展示会場で、大きなブースを構築しているのは、大手ハードウェアメーカー。IBMは今回、Linuxを基本OSにしたzSeries(昔のメインフレーム)を発表したが、そのzSeriesも展示されている。中を見ると、さすがにパソコンとはハードウェアが違う。CPUも巨大で、その冷却用の空気を流すパイプが自動車のエンジンのようにも見える。メンテナンス用のコンソールにはThinkPadが組み込まれている。正面から見ると標準ラックよりもいくらか大きいだけだが、奥行きはその倍以上ある。

HPやCompaqは、現在ではインテル系CPUをメインに利用するサーバが中心になりつつあるため、IBMなどに比べると大きいといっても標準ラック程度。もっとも、両社とも、AlphaやPA-RISCのLinuxなども一応展示している。そういえば、この2社が合併してしまうと、出展社がまたへってしまうのかも。

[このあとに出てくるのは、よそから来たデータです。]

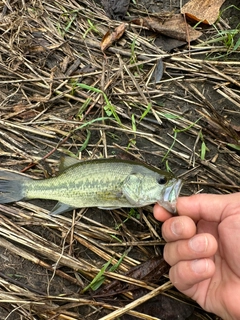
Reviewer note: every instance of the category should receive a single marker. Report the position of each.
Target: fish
(103, 183)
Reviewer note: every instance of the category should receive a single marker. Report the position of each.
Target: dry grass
(188, 122)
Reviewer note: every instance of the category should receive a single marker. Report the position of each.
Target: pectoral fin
(61, 208)
(130, 189)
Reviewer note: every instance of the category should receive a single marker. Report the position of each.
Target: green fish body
(104, 183)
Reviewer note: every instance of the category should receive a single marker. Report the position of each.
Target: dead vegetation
(61, 95)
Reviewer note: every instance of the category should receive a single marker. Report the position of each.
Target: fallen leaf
(174, 26)
(111, 37)
(206, 11)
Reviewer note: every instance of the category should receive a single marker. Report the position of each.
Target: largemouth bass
(104, 183)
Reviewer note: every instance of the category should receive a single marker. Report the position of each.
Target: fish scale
(104, 183)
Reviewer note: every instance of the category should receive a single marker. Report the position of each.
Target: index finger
(210, 207)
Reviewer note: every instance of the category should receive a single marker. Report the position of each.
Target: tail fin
(11, 186)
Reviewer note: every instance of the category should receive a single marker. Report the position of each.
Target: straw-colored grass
(60, 95)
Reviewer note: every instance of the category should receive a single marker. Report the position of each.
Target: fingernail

かつては、日本のメーカーの出展もあったが、今回は、日本企業の出展で目立ったのは、シャープとソニー。シャープは、Linux搭載PDAの展示だし、ソニーはPS2のLinuxである。特に、シャープのブースでは、開発者向けのSL-5000Dを販売(399ドル)していて、そこで購入している人をけっこうみかけた。やはりちょっとは触ってみたいシロモノ。いま非常に気になるLinuxマシンといえるかもしれない。



シャープブース
Linuxを搭載し、QtでGUIを構築しているシャープのSL-5500。
SL-5500オプション
SL-5500で利用可能なオプション類。国内でシャープがZaurus用に販売しているもののほか、サードパーティのイーサーネットカードなどがある。
SL-5500開発者バージョン
会場で開発者向けのバージョンを399ドルで販売していた。見ているとけっこう買っている人がいた。
iPaqRed Hatも組込用Red hat LinuxをCompaqのiPaq Handheldに搭載してデモを行なっていた。

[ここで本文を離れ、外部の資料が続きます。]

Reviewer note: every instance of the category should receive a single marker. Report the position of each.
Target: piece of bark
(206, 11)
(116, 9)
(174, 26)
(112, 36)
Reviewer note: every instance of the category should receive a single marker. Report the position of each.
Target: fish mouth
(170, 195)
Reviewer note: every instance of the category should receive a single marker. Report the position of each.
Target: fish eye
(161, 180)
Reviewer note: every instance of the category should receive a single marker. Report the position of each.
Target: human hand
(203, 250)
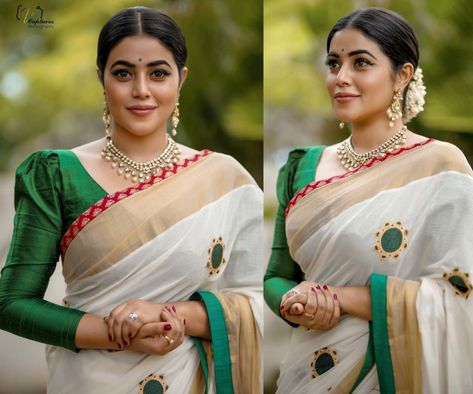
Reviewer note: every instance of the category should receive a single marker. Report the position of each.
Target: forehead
(143, 47)
(351, 40)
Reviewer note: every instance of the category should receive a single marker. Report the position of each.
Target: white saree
(402, 225)
(197, 227)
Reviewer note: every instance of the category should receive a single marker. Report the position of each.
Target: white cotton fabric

AMDのラックマウントAMDブースにあったAthron-MPを採用したラックマウントサーバ。APPRO社のAppro1124。1Uサイズの中にAthrom MP 1900+が2つ搭載され最大4台のハードディスクドライブを装備できる。
AMDのクラスタやはりAMDブースに置かれていたクラスタシステム。Linux NetworxのEvolocity 4500。
CompaqのDLT
Compaqが出展していたDLTのマスストレージシステム“Compaq Data Protection Solutions for Linux”。本体からDLTカートリッジ番号を指定して取り出し8台のテープドライブで読み書きを行なう。

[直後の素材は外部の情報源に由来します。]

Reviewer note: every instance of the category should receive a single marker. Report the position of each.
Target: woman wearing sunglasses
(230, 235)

Compaqのクラスタストレージ同じくCompaqのクラスタストレージシステム“Smart Array Cluster Stroge”。並んでいるのはほとんどがハードディスクである。
zSeriesIBMのeserver zSeries。かつてメインフレームと呼ばれていたマシンである。中程にあるパイプの奥にCPUがある。
zSeriesのCPU
zSeriesのCPU。パソコン用とはくらべものにならないぐらい大きい。セラミックのベースの上にいくつもチップが配置されている。キャッシュやメモリコントローラーなどもここに載せられている。
SPECTRAその1 SPECTRAその2
SPECTRA LOGICのテープストレージシステムSpectra 64000。最大32台のテープドライブを内蔵でき、166.4TBytesの記録ができる。液晶ディスプレイで動作状態などを確認でき、SCSI、ファイバーチャネル、ギガビットイーサーネットなどで接続が可能。